Zatanna, Mystik U

Review – Mystik U #1: S’annataz Ssalc!

DC This Week Featured
Zatanna, Mystik U
Mystik U cover, image via DC Comics

Mystic U – Alisa Kwitney, Writer; Mike Norton, Artist; Jordie Bellaire, Colorist

Release day: Wednesday, November 29, 2017

Ratings:

Ray – 8.5/10

Corrina: Excellent start.

Ray: Mystic U has had a long, strange trip to publication. It was originally announced as a series as part of the DC You imprint that tanked sales-wise (despite some deeply inventive series that launched the DC careers of Tom King, Steve Orlando, and Mark Russell), but it never saw print along with another title called Dark Universe. Now it’s been reinvented as a prestige format miniseries with the original writer, Kwitney (who was once an editor for Vertigo) and new artist Mike Norton.

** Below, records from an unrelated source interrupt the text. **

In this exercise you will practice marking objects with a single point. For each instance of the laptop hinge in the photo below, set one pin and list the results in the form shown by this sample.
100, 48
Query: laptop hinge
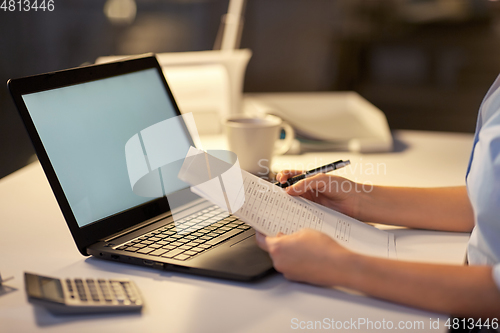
136, 227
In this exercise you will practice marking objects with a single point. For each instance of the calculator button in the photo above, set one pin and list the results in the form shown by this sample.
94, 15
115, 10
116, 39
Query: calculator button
106, 293
81, 290
93, 290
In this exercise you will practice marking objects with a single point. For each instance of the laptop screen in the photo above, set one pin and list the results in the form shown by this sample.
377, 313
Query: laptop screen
84, 129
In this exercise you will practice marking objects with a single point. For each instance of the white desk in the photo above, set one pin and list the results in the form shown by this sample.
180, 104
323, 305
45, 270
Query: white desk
34, 237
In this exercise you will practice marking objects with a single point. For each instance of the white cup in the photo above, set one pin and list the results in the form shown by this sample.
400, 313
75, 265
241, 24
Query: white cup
255, 140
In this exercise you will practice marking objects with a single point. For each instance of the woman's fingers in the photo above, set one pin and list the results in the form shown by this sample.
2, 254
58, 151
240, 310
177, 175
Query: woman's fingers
283, 175
320, 183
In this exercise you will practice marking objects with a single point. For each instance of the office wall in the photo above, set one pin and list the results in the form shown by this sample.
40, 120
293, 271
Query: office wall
426, 73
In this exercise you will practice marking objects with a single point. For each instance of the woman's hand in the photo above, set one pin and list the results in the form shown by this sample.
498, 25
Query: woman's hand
332, 191
307, 256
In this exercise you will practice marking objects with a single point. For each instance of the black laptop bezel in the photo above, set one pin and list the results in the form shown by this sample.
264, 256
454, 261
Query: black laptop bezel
91, 233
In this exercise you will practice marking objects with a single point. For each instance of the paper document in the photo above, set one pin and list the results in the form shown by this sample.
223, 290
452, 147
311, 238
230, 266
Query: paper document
270, 210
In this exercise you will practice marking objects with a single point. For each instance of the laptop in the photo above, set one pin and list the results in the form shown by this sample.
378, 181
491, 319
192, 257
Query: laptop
79, 121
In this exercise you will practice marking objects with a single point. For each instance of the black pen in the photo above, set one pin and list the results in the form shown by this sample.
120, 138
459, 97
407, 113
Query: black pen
323, 169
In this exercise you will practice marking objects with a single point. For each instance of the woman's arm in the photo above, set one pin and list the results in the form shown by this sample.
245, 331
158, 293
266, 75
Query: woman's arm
445, 208
312, 257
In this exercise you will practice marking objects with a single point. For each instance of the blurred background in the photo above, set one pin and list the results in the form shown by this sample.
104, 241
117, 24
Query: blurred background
426, 63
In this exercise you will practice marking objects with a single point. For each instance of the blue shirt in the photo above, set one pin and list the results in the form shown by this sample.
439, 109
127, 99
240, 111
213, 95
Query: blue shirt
483, 185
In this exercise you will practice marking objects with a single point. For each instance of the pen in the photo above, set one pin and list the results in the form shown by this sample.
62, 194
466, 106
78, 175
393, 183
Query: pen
322, 169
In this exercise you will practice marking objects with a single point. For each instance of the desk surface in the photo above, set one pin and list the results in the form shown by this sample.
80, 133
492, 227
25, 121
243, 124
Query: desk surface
34, 237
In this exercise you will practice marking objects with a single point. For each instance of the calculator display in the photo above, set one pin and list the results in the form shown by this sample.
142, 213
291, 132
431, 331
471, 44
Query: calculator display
51, 289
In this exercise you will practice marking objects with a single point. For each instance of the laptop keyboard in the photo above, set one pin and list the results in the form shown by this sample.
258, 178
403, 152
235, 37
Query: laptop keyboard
189, 236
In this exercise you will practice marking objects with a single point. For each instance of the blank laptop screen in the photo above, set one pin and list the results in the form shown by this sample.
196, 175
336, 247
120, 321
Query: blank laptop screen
84, 129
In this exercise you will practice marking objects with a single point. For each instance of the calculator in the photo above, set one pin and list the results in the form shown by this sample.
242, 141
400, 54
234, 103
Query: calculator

Essentially a magical college alternate universe for DC’s magical characters, it kicks off with Zatanna as the last one standing after a cataclysmic battle. She casts a risky spell designed to write a new beginning for all of them – and the next thing she knows, she’s a teenager again, serving as assistant to her magician father. When her first attempt at magic goes horribly wrong, her father winds up trapped in hell, and she gets an invite to a place where she can learn to control her powers.

Obviously, the Hogwarts parallels are intense here, but this feels less like a magical fantasy school and more like a modern college with magical complications. The famous characters are divided between students and teacher, with Zatanna, Sargon, Faust Jr., and an original character named Pia among the students, while Rose Psychic, the malevolent Mr. E, and Frankenstein make up the faculty. The double-sized first issue contains a welcoming event that gets completely out of control when a blob monster appears (with a twist that made this feel a bit like an X-men comic) as well as the last page twist that casts a distinctly more sinister vibe on this group of students. It’s an oddball book that isn’t likely to have any bearings on the DCU in the future, but it’s also a great entry-level comic for DC’s magical characters. But where’s Constantine? Probably stealing smokes from the teacher’s lounge.

Corrina: As if Constantine would go to college? Hah! If anything, he’s that dropout that hangs out in the college pub/bar enticing other students to slack off and get in trouble.

And imagining something like that is the beauty of this setup, allowing a reimagination of DC’s mystical characters in a setting that provides the creative team room to explore so much more about them. Zatanna is somewhat of a known figure but while we’ve known for years that she was her father’s assistant and she had to learn magic, we haven’t had many stories about her learning process or how she came to know all the other mystical/magical DC characters and this is a perfect setting for that. (Yes, I rather still love the whole Homo Magi explanation for her powers in the 1970s that was used pre-Crisis on Infinite Earths but I suspect that’s hit the dustbin of DC history and this idea is excellent too.)

The framing device that begins the story–needing to change the future to save the world–creates something at stake right away, and allows the miniseries to work toward an end goal. I’m looking forward to reading the rest of this.

Disclaimer: GeekDad received this comic for review purposes.